Windows never triggering: Watermarks not advancing (check timestamp extraction and source idleness)
Excessive late data: Watermark advancing too aggressively (increase out-of-orderness bound)
High latency: Watermark advancing too conservatively (reduce out-of-orderness bound or check for straggling partitions)
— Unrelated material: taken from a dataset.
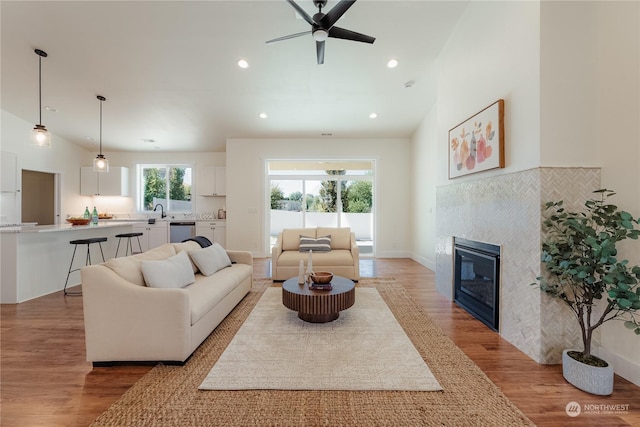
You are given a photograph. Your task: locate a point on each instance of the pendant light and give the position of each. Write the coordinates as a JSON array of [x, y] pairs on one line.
[[40, 136], [100, 163]]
Enable watermark logging and metrics to diagnose these issues in production.

Summary

Event time processing with watermarks enables Flink applications to handle out-of-order data and produce accurate temporal results. Key takeaways:

Event time semantics provide deterministic results based on when events actually occurred, essential for temporal reasoning
Watermarks signal progress in event time, allowing time-based operations to trigger while balancing latency and completeness
Watermark strategies must be tuned based on source characteristics: use bounded out-of-orderness for typical Kafka scenarios, monotonous timestamps for ordered sources, and custom generators for complex patterns
Late data handling through allowed lateness and side outputs provides flexibility for correcting results or auditing late arrivals
Kafka integration requires careful consideration of per-partition watermarks and alignment strategies
Observability through monitoring tools helps track watermark propagation and tune strategies in production

Mastering event time and watermarks is essential for building production-grade streaming applications that handle real-world data characteristics while maintaining correctness and performance.